Staff Image By: Stefanie Juelsgaard | K&L Staff Member | Review Date: 10/17/2018 | Send Email
One of the things I love about Italy is the vintage variations can be pretty stark, and they don't try to alter this by sticking to a pre-fab recipe. While the 2015 Felsina Chianti Classico was rich and supple, the 2016 is markedly different. Dry, spicy, more complex and structured, this is one you can definitely hold onto for a decade or more if you want. There is a nice red and black fruit balance to offset some of that power, and if you are drinking it soon, a little decanting wouldn't hurt.

Additional Information:



- The most widely planted grape in Italy is Sangiovese, a high-acid grape with moderate to high tannins, apparent earthiness and subtle fruit. It is thought to have originated in Tuscany and its name, which translates to "blood of Jove," leads historians to believe it may date all the way back to the Etruscan period, though historical mentions only go as far back as the early 1700s. Though planted all over modern Italy, the most significant wines made from Sangiovese still come from Tuscany: Chianti and Brunello di Montalcino. Sangiovese must make up 75% of a blend from the Chianti DOCG t be labeled as such, traditionally allowing for Canaiolo, Trebbiano and Malvasia for the remainder, though more recently small proportions of Cabernet Sauvignon or Merlot have been allowed. In Brunello di Montalcino the wine must be made entirely of Sangiovese. Prugnolo is Montepulciano's name for Sangiovese, and it is used there for the Vino Nobile di Montepulciano wines. In the DOC of Carmignano Sangiovese can be blended with 20% Cabernet Sauvignon. There are also Super Tuscans, IGT wines that blend Sangiovese with large proportions of Cabernet or Merlot. Elsewhere in Italy it is a workhorse grape, though it does find some success (though not the longevity) in the Montefalco and Torgiano wines of Umbria as well as the foundation of Rosso Piceno and a significant element of Rosso Conero from the Marches. Like Nebbiolo, Sangiovese has struggled to find footing outside of Italy, though in recent years California wineries have been having better fortune with grape plantings in the Sierra Foothills/El Dorado County, as well as Sonoma County and the Central Coast.
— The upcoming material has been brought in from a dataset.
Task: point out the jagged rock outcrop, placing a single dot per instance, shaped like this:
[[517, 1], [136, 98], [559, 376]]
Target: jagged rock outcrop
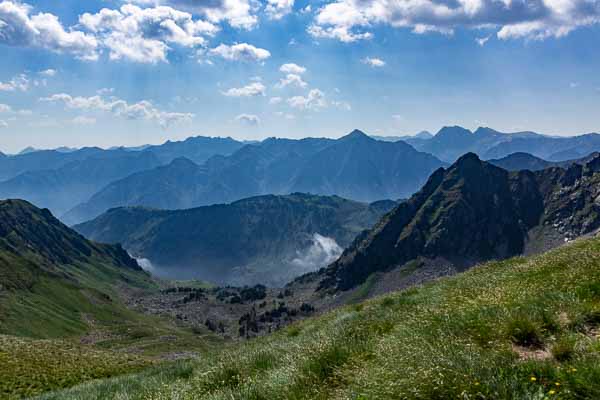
[[472, 212]]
- Once named Enotria for its abundant vineyards, Italy (thanks to the ancient Greeks and Romans) has had an enormous impact on the wine world. From the shores of Italy, the Romans brought grapes and their winemaking techniques to North Africa, Spain and Portugal, Germany, France, the Danube Valley, the Middle East and even England. Modern Italy, which didn't actually exist as a country until the 1870s, once produced mainly simple, everyday wine. It wasn't until the 1970s that Italy began the change toward quality. The 1980s showed incredible efforts and a lot of experimentation. The 1990s marked the real jump in consistent quality, including excellence in many Region that had been indistinct for ages. The entire Italian peninsula is seeing a winemaking revolution and is now one of the most exciting wine Region in the world.


Specific Appellation:


- Chianti is the most famous wine name in Italy is not the name of a grape but actually a region. Chianti lies in the 35 miles of hills between Florence and Siena, a complex geological region as well as geographically. The extraordinary geography makes grape growing a very challenging feat with multiple exposures and soil types on the same estate. The region comprises 9 different communes not dissimilar to Bordeaux wherein each commune has a particular characteristic that shows in the wine. The wine is made predominantly Sangiovese, the grape must comprise at least 80% of the blend. Chianti Classico is the "classic" region, though many other nearby regions now use the name "Chianti" to make similar wines. The "Gallo Nero" or Black Rooster on many of the Chianti Classico bottles is a private consortium of producers who try and control the direction of production and quality amongst their members.